Puis toute peur m'a quitté, j'ai posé le crayon sur le papier avec un étrange sentiment d'habitude. Et la mine s'est mis à esquisser les traits du corbeau à toute vitesse. Chaque fois que je relevais la tête, pour vérifier la place d'une ombre ou la courbure d'une plume, il était là, ses yeux noirs vides de toute émotion. Ce jour-là, je suis restée longtemps, recroquevillé sur ma feuille de papier. Mais combien de temps, je n'en sais rien.

C'est comme ça que tout a commencé.

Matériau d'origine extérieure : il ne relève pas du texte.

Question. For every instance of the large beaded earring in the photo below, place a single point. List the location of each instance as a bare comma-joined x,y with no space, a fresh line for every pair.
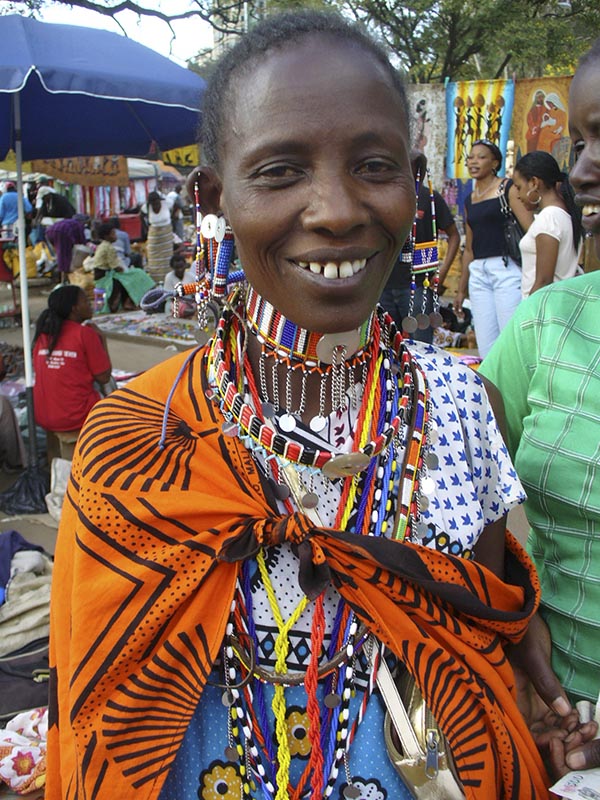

Quand j'ai montré mon dessin à ma mère, elle a poussé un cri, très fort : puis elle est restée un instant en suspens, et elle m'a serré dans ses bras. Dans son sourire et même dans tout son visage, j'ai vu une fierté que j'aurais tout donné pour retrouver. Tout.

A l'école, j'ai arrêté de m'ennuyer. Dès que j'avais un instant de libre, je me plongeais sur mon carnet à dessin, et j'esquissais, je croquais, je dessinais, je gribouillais, je représentais, je recopiais, bref je laissais mon imagination guider mon crayon sur la feuille.

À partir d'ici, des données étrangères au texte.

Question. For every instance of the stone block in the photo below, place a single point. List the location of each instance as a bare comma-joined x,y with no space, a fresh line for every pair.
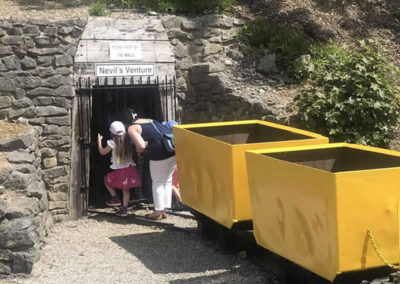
43,72
18,180
61,121
27,82
50,111
5,102
11,40
31,31
54,172
22,141
28,63
212,49
6,85
63,60
64,71
64,158
65,91
49,162
22,103
57,205
44,60
43,51
58,196
11,62
41,92
5,50
20,157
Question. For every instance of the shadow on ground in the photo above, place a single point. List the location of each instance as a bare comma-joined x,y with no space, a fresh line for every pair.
165,252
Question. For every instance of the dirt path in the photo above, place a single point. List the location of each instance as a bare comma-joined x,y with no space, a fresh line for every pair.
107,249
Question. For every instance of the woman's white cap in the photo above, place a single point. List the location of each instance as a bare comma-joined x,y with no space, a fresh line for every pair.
117,128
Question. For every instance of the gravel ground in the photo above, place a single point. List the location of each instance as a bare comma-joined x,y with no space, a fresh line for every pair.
104,248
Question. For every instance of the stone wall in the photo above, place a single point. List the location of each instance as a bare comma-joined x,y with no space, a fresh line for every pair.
36,87
24,216
212,83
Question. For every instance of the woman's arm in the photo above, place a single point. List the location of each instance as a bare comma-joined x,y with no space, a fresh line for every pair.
102,151
134,132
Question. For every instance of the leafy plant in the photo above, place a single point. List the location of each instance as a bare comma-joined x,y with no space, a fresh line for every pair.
98,9
352,95
287,44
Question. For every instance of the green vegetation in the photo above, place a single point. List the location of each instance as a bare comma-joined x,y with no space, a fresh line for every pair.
288,45
351,94
98,9
177,6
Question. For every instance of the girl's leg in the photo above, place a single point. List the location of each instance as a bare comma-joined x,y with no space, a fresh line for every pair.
160,172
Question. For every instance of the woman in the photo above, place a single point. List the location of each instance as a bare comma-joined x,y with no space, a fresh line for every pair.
148,141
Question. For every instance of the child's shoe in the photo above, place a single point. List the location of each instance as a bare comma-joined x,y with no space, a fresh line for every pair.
113,202
123,212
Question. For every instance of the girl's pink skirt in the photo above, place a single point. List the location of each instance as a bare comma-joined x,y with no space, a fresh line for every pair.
123,178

Je suis devenu collégien, puis lycéen ; dans un lycée artistique bien sûr. Une fois bachelier, une mention bien en poche, je me suis attaqué à plus grand. Une école immense, magnifique, grande, à la hauteur de mon ambition. J'y suis arrivé, après de longs mois d'efforts et de sueur. Je suis devenu un excellent dessinateur.

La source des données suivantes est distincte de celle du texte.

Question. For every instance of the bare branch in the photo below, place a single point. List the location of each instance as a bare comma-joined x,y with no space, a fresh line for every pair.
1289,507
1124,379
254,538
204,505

Je n'ai plus jamais revu le corbeau.




Deux ans plus tard, dans une exposition d'art, 16e arrondissement de Paris.

- Magnifique ! Du pur néo-surréalisme !
- Une griffe, mon cher... Fantastique... Du grand post-classique !
- Et un zeste de raphaëlisme !
Les compliments fusaient à travers la salle, proférés pour la plupart par une grande majorité de bourgeois, costume chic, chaussures à trois chiffres et lourde mallette de cuir. Ils étaient légion, dans la pièce surchauffée, ces hommes entre deux âges venus assouvir leur appétit d'art et briller en société.
- Ah, Courenbette ! Je désespérais de vous voir nous rejoindre ! Vous êtes finalement venu ? s'exclama un de ces gens, accompagné d'un autre acheteur qui lui ressemblait ressemblait étrangement. Les deux hommes accueillirent leur ami avec bienveillance, et leur conversation s'orienta vers le mystérieux peintre de l'exposition où ils se trouvaient actuellement.
- Orboxaï, c'est ça ? Quel drôle de pseudonyme, on dirait un anagramme. On m'a dit qu'il est grand, blond, les yeux bleus, une cicatrice sur le bras !
- Ah non, c'est un petit roux aux yeux gris, rétorqua le deuxième.
- Et moi, je pensais qu'il était châtain, les yeux verts !
Discutant avec véhémence sur l'identité du dessinateur, le trio quitta la salle, la laissant pour vide ; il y avait trois autres pièces qui composaient la galerie, et cette catégorie de riches détestaient perdre leur temps.

Mais la salle n'était pas vide. Dans un coin, il demeurait un tout jeune homme, qui n'était, contrairement aux trois autres, pas venu pour acheter. On lui aurait donné une vingtaine d'années à tout casser. Raide comme la justice, il se tenait debout, ses mèches noires contrastant avec son visage blafard, deux perles bleu nuit lui servaient de pupilles.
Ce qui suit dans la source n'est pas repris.